Пока мужчины и женщины племени могли видеть кортеж, они оставались безмолвными, но стоило лишь последнему носильщику скрыться за скалами, как они дали полную волю своему горю. Кровь пролилась на плато, и Виннета-ка намеревался пойти на смерть. Этого самопожертвования требовал обычай. Похитив Иннети-ки, великий колдун и Нацунк преступили закон. Отдав себя под покровительство Великого Духа, манданы становились неприкасаемыми. Действуя, как жалкие воры, Арики и Нацунк оскорбляли Гитчи-Маниту. Значит, поразившие их удары исходили от самого Гитчи-Маниту, и неважно было, чья рука их нанесла. Однако эти два мертвеца не стирали великой распри, противопоставлявшей шаманов и часть вождей народу манданов, заключившему союз с викингами.
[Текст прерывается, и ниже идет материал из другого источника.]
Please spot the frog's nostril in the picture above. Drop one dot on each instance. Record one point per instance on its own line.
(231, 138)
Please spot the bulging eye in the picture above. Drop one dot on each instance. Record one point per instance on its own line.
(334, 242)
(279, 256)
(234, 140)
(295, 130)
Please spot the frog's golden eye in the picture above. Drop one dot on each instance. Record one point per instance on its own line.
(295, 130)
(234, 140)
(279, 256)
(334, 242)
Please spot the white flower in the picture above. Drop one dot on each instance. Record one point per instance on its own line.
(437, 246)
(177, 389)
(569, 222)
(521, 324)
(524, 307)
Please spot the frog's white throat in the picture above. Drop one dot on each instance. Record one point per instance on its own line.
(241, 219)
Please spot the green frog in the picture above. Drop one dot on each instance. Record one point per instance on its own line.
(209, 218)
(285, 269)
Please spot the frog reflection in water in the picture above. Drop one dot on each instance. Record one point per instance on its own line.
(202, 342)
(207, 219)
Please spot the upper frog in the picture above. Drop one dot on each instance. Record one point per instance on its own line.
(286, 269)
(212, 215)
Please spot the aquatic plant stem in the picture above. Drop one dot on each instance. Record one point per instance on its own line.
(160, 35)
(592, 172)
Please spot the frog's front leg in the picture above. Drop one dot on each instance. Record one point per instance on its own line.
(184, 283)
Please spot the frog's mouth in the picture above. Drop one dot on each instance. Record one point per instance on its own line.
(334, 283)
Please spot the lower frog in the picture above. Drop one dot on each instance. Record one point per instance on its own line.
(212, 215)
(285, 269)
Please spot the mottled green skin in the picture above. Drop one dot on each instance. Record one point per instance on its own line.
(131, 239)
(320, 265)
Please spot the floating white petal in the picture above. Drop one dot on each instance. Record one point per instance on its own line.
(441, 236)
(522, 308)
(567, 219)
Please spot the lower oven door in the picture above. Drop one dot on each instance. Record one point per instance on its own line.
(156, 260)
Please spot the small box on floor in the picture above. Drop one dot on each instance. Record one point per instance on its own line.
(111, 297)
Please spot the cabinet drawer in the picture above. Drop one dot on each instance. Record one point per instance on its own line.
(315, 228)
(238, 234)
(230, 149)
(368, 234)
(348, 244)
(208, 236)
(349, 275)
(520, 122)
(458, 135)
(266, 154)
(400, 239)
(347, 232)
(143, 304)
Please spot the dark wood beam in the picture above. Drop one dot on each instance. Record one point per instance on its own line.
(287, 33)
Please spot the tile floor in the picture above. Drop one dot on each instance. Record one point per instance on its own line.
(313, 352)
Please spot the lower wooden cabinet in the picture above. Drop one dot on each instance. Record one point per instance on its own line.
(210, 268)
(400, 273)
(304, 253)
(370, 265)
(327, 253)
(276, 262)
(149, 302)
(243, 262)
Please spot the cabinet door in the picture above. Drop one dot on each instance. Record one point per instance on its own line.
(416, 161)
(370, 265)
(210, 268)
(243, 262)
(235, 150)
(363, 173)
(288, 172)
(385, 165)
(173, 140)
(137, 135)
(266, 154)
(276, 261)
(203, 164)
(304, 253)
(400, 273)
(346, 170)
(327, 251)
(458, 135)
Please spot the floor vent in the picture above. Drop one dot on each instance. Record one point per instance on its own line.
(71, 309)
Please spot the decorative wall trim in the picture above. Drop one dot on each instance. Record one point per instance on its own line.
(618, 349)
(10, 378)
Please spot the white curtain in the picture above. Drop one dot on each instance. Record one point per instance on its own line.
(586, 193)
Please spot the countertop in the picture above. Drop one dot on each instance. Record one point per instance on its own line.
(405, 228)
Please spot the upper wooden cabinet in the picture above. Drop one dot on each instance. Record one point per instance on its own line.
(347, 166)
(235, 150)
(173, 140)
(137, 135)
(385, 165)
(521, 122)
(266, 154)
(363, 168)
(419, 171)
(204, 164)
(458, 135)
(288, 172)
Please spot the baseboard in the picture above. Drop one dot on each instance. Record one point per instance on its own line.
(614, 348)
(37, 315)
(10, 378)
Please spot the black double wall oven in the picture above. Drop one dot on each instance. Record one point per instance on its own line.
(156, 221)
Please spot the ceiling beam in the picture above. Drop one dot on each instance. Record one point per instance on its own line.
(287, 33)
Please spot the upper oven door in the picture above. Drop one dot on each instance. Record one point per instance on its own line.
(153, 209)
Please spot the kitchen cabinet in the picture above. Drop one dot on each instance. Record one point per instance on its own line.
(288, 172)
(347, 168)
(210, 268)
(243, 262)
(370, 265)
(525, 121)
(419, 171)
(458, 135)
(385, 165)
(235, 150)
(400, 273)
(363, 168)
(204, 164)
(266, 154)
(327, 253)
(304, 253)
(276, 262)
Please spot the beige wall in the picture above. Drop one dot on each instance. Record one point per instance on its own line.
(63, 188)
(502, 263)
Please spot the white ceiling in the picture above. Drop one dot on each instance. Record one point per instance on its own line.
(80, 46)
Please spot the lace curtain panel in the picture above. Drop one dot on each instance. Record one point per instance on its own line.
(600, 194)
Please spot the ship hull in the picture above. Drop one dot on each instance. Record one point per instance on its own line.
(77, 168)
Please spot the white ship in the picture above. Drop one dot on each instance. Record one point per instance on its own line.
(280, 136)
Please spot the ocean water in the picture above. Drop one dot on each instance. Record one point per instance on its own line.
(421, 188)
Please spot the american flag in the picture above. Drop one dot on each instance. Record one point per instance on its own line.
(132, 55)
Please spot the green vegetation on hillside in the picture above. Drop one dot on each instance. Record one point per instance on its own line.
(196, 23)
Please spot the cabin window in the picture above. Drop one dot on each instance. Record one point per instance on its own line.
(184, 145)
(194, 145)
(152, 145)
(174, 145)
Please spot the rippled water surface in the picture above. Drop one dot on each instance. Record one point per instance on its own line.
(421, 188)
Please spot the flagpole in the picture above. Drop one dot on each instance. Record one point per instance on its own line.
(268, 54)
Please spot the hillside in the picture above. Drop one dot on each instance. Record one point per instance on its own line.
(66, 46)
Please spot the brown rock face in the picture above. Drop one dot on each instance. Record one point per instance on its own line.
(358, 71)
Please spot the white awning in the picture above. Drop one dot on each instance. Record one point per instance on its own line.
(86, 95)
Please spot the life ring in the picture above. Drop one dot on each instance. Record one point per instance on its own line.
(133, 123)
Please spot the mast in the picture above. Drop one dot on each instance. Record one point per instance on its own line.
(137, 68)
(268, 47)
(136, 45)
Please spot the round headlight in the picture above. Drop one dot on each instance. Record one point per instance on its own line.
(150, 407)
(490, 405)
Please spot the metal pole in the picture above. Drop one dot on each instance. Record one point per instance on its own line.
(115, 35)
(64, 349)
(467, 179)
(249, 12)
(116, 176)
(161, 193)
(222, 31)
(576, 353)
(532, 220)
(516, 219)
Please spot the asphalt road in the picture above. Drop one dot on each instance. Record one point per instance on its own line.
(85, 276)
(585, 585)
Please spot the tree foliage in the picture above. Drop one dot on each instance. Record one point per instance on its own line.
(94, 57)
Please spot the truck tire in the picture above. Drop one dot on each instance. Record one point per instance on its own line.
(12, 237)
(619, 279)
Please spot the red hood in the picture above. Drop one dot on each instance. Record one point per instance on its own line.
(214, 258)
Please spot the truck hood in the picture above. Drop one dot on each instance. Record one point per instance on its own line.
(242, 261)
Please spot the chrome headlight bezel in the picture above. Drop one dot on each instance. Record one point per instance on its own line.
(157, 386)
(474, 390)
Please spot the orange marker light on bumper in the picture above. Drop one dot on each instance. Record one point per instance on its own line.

Перед О-Ке-Хе, верховным вождем шаванос, Виннета-ка поведет такую речь: «Кровь пролилась по моей вине. Взамен я предлагаю тебе свою кровь, чтобы не распался союз племен. Ценой крови примирятся все враждующие».
Когда Иннети-ки вошла в хижину, Лейф, по серьезному выражению ее лица, понял, что происходит нечто чрезвычайно важное.
— Иннети-ки, это я ударил колдуна, и я один отвечаю за все.
— Люди ни за что не отвечают, Лейф. Один Гитчи-Маниту ведает, что должно произойти. Так говорил мой отец старейшинам племени. Еще он сказал: «Викинги должны жить бок о бок с манданами, и цена такого союза стоит того, чтобы я спокойно пошел на смерть».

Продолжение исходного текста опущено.